Data shape: dict[str, set[str]] mapping strategy name to the set of significant PAS IDs declared by that strategy.

What it shows: A symmetric N x N heatmap where each cell [i, j] is the Jaccard similarity between the significant PAS sets of strategy i and strategy j. Diagonal = 1.0 (each strategy agrees with itself). Off-diagonal values show pairwise strategy agreement. Annotated with numeric values.

When to interpret it: When running ema switch diff with multiple --diff-method values simultaneously.
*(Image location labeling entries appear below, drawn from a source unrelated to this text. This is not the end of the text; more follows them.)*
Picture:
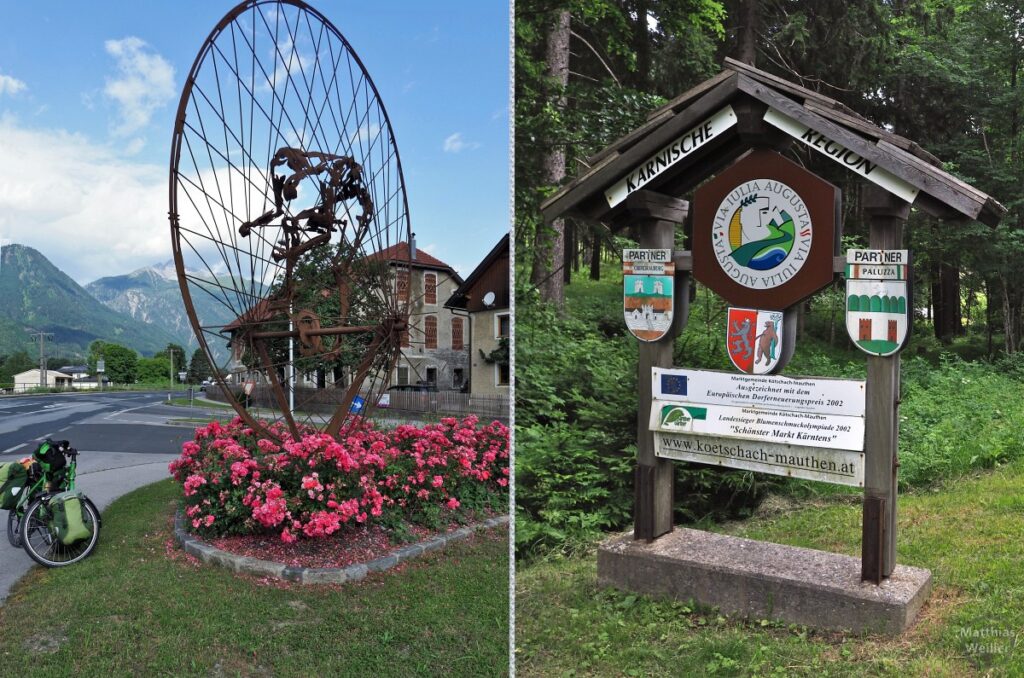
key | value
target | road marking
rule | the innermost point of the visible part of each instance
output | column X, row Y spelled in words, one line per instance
column 121, row 412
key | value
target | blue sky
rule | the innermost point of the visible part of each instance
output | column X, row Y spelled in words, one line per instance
column 88, row 92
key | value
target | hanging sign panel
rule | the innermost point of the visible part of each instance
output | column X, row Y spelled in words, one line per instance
column 878, row 300
column 836, row 466
column 764, row 231
column 837, row 396
column 648, row 282
column 843, row 156
column 799, row 428
column 754, row 340
column 679, row 149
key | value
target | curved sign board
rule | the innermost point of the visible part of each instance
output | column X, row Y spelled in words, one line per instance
column 648, row 280
column 764, row 231
column 760, row 341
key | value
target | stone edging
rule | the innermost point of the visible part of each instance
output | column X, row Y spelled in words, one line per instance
column 249, row 565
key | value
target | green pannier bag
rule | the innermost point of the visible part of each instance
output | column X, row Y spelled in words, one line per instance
column 13, row 478
column 68, row 522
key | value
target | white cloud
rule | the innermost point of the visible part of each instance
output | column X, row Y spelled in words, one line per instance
column 80, row 204
column 10, row 85
column 455, row 143
column 143, row 83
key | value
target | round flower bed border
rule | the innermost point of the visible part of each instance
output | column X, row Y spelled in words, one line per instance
column 249, row 565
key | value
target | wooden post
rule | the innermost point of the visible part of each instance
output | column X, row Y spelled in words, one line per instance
column 882, row 436
column 656, row 217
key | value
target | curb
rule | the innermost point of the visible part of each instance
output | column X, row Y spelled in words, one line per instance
column 249, row 565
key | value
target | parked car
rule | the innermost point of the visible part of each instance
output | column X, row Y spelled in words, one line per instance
column 424, row 388
column 385, row 398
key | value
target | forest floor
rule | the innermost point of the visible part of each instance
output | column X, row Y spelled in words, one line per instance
column 970, row 533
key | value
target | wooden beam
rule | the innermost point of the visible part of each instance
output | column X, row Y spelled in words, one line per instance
column 887, row 214
column 909, row 170
column 653, row 492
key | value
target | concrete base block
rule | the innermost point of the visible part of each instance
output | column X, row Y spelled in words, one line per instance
column 764, row 581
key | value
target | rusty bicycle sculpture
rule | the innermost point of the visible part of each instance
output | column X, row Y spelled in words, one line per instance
column 289, row 218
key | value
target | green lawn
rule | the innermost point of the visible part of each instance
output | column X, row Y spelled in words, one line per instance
column 970, row 534
column 131, row 609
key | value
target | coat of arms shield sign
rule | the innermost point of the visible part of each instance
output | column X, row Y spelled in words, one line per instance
column 648, row 279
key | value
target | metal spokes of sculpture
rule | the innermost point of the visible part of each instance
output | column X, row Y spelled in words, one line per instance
column 289, row 219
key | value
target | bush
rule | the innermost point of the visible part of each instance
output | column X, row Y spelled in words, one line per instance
column 237, row 482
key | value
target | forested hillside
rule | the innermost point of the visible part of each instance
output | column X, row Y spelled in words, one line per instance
column 943, row 74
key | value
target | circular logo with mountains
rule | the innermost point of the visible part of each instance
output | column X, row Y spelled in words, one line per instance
column 762, row 234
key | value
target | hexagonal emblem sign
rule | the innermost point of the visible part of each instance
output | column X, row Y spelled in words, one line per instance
column 765, row 231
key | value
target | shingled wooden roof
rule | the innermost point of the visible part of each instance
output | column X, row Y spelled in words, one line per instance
column 751, row 92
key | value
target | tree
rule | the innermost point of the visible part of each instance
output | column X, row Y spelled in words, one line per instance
column 121, row 363
column 15, row 364
column 199, row 368
column 153, row 370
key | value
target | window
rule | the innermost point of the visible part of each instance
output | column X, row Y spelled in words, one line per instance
column 401, row 284
column 457, row 340
column 430, row 332
column 430, row 288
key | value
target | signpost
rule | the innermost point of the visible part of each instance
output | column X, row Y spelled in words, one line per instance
column 878, row 300
column 675, row 152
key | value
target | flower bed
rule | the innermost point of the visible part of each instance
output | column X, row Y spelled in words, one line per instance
column 238, row 482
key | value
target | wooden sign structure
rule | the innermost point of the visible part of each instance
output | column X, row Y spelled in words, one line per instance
column 637, row 181
column 879, row 303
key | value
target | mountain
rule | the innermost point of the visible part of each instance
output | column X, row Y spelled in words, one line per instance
column 36, row 296
column 152, row 295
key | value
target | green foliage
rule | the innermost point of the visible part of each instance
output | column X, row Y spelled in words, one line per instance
column 199, row 368
column 957, row 417
column 36, row 294
column 154, row 370
column 179, row 357
column 121, row 364
column 15, row 364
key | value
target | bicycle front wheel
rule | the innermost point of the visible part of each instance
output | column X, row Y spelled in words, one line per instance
column 13, row 528
column 40, row 540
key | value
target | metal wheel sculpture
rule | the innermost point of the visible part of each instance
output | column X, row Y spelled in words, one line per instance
column 289, row 219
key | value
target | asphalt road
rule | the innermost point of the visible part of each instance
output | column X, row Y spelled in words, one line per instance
column 125, row 442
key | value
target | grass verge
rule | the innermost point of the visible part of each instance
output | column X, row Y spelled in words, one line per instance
column 969, row 534
column 131, row 609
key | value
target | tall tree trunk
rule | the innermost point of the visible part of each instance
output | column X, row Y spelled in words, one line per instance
column 550, row 246
column 749, row 20
column 640, row 79
column 569, row 261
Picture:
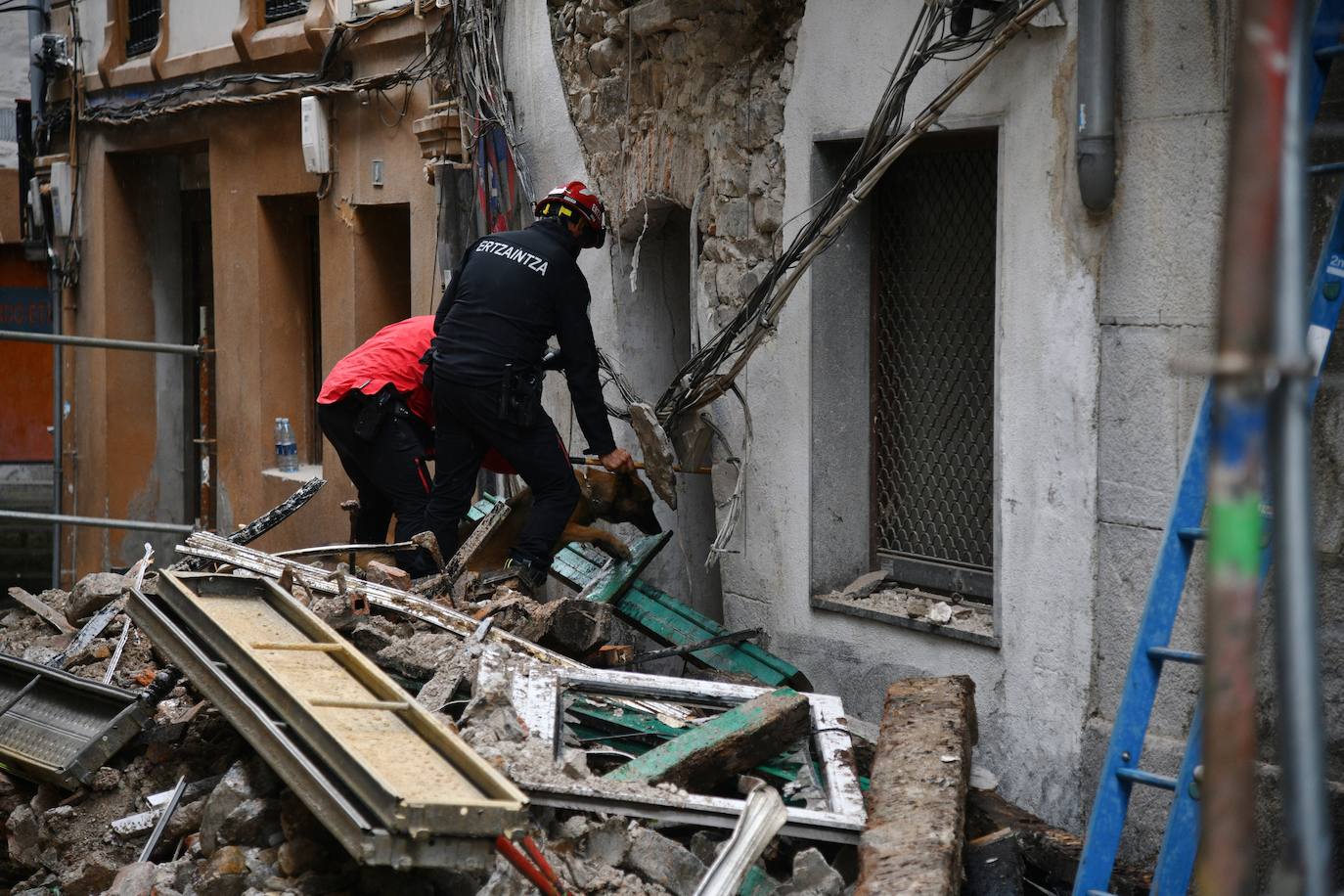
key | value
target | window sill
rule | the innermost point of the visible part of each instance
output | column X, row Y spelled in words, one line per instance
column 304, row 473
column 905, row 608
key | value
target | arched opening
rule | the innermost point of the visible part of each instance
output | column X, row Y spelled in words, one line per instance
column 654, row 320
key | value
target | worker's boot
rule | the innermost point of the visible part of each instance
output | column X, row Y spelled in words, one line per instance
column 525, row 578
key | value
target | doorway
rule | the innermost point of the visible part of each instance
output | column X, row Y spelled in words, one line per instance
column 654, row 321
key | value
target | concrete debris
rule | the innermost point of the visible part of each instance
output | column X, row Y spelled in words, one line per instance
column 51, row 615
column 940, row 612
column 420, row 655
column 917, row 805
column 865, row 585
column 729, row 743
column 93, row 593
column 664, row 861
column 240, row 830
column 238, row 806
column 388, row 575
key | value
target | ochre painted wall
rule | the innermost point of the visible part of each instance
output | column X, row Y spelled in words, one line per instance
column 258, row 194
column 25, row 367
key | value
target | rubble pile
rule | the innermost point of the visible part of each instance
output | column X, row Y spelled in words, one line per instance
column 240, row 830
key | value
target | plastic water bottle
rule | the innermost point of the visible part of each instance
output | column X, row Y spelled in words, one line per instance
column 287, row 453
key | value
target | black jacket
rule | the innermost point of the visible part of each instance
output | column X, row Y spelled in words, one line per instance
column 509, row 295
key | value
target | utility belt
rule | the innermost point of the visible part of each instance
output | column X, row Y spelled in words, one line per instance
column 519, row 391
column 386, row 403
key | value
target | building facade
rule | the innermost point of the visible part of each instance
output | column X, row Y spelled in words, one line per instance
column 1042, row 475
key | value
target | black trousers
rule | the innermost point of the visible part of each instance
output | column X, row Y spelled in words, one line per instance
column 468, row 425
column 388, row 470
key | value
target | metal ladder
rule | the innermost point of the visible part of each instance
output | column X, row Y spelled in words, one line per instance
column 1185, row 528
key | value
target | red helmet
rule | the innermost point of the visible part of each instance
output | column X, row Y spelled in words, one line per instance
column 575, row 201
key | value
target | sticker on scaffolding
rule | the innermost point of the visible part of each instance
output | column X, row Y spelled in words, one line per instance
column 1318, row 340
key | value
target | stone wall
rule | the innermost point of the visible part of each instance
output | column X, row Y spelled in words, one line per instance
column 678, row 101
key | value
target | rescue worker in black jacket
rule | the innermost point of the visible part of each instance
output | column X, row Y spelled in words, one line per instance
column 509, row 295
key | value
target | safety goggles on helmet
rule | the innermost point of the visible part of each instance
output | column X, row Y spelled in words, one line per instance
column 574, row 201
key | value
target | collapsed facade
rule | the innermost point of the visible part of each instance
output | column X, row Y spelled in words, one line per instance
column 711, row 129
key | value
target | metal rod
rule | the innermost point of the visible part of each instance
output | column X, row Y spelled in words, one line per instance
column 94, row 341
column 162, row 820
column 65, row 518
column 23, row 692
column 1236, row 457
column 1307, row 849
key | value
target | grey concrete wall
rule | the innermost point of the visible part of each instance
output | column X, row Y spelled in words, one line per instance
column 647, row 336
column 164, row 496
column 14, row 74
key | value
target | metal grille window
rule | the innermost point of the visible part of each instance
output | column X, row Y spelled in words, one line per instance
column 933, row 280
column 141, row 25
column 277, row 10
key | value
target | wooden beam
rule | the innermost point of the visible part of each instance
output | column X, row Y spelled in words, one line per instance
column 726, row 744
column 617, row 576
column 917, row 803
column 567, row 625
column 1052, row 850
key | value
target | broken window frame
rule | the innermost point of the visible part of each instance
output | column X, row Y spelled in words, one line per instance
column 143, row 25
column 280, row 10
column 539, row 696
column 946, row 575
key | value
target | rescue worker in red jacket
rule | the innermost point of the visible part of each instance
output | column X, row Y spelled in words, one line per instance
column 376, row 411
column 510, row 294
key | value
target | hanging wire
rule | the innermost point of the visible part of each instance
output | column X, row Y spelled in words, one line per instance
column 480, row 76
column 712, row 368
column 430, row 62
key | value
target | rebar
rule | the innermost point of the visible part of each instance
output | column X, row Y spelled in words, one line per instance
column 1307, row 823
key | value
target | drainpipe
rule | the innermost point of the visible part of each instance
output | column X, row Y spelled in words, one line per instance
column 1307, row 856
column 1096, row 141
column 1238, row 446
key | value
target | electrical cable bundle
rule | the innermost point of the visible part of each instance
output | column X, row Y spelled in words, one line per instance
column 430, row 62
column 480, row 78
column 711, row 371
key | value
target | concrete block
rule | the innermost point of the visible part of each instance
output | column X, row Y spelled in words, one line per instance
column 93, row 593
column 1127, row 557
column 729, row 743
column 1138, row 445
column 917, row 803
column 1160, row 265
column 664, row 861
column 388, row 575
column 865, row 585
column 812, row 876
High Jaccard (> 0.7) between fisher and nb_pairwise indicates the results are robust. Low Jaccard (< 0.3) indicates the two tests are sensitive to different PAS or that one is anti-conservative (Fisher) relative to the other.

Only rendered when at least 2 strategies are provided; returns empty list otherwise.


length_shifts

Registered names: length_shifts_matplotlib, length_shifts_plotly

Data shape: pd.DataFrame indexed by gene_id with one column per cluster pair (e.g., "0_vs_1", "0_vs_2"). Cell values are PDUI delta (positive = lengthening in cluster 2, negative = shortening).

What it shows: A gene x cluster-pair heatmap using a red-blue diverging colormap. Red = 3' UTR lengthening in cluster 2. Blue = shortening. Rows are capped at the top 50 genes by maximum absolute delta to keep the figure readable.

When to interpret it: As a summary view across multiple cluster pair comparisons. Genes that shift across many pairs (multiple colored cells in a row) are consistent APA regulators. Genes that shift only in one pair may reflect cluster-specific biology or low-coverage noise.


pas_overlap

Registered names: pas_overlap_matplotlib, pas_overlap_plotly

Data shape: dict[str, set[str]] mapping dataset ID to the set of PAS identifiers detected in that dataset.

What it shows: For 2 datasets: a 3-bar Venn-equivalent showing counts of PAS unique to dataset A, shared by both, and unique to dataset B. For 3+ datasets: an UpSet plot (via the upsetplot library) showing intersection sizes for all combinations.

When to interpret it: After merging multiple datasets to assess how much of the PAS landscape is shared. A low overlap fraction (< 30% shared) suggests that the datasets sample different parts of the transcriptome or that detection sensitivity differs substantially between them.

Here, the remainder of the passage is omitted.